Ante la lógica impecable de doña Ara no tuve nada que agregar. Pero había otro tema que me inquietaba, y era el momento de aclararlo también.
—Otra cosa, doña Ara. Sobre esa pandilla que se llama M.A.F.A. Vi que andaba firmando unas pintadas ofensivas por las paredes, y quiero saber qué tiene en contra de ustedes. ¿Sabe qué quieren decir esas letras, eme a efe a?
—Sí, sí sé. Quieren decir «Muerte al Falso Ángel».
—Me sospechaba algo así. ¿Usted sí cree que estén dispuestos a matarlo?
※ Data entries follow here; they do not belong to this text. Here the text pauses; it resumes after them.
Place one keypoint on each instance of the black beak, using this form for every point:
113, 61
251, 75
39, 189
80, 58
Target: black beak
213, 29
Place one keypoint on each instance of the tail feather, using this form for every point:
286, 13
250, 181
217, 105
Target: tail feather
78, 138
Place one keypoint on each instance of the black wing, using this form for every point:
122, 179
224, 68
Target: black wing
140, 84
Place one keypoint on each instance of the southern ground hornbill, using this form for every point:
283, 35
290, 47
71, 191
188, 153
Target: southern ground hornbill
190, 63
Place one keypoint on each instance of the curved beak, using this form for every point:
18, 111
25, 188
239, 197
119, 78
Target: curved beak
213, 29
—Pues hasta ahora, que se sepa, no han matado a nadie. Atracan, sí, y violan muchachas. Pero matar, no han matado. Aunque dicen que hoy andan bravucones y envalentonados con las palabras del padre Benito, que le echó la culpa a mi hijo del diluvio y del derrumbe de las casas, y algo de razón tal vez tendrá, porque fue empezar mi hijo a corcovear, y las casas a rodarse. El padre Benito dijo que la prueba de su responsabilidad es que el castigo cayó sobre Barrio Bajo, donde viven los más herejes.
—¿Y no dice el padre Benito que justamente en Barrio Bajo están las casas más endebles y el terreno más empinado? —triné yo.
—Razones de esa clase no tienen asidero por aquí.
—Todo esto es muy serio, Ara. ¿Entonces usted cree que ésos del M.A.F.A. cumplen órdenes del padre Benito?
—No. Tanto no. Ellos obran por cuenta propia. Lo que sí creo es que esos muchachos alimentan su alma con la rabia que el padre Benito les tira desde el púlpito.
Ella dejó en mis manos la decisión de llevar al ángel a recibir ayuda médica y fue a prepararle una maizena con canela, por si le apetecía comérsela.
El tal M.A.F.A. era una razón de más para actuar inmediatamente, así que tenía que moverme, y ya. Lo primero que necesitaba era un teléfono.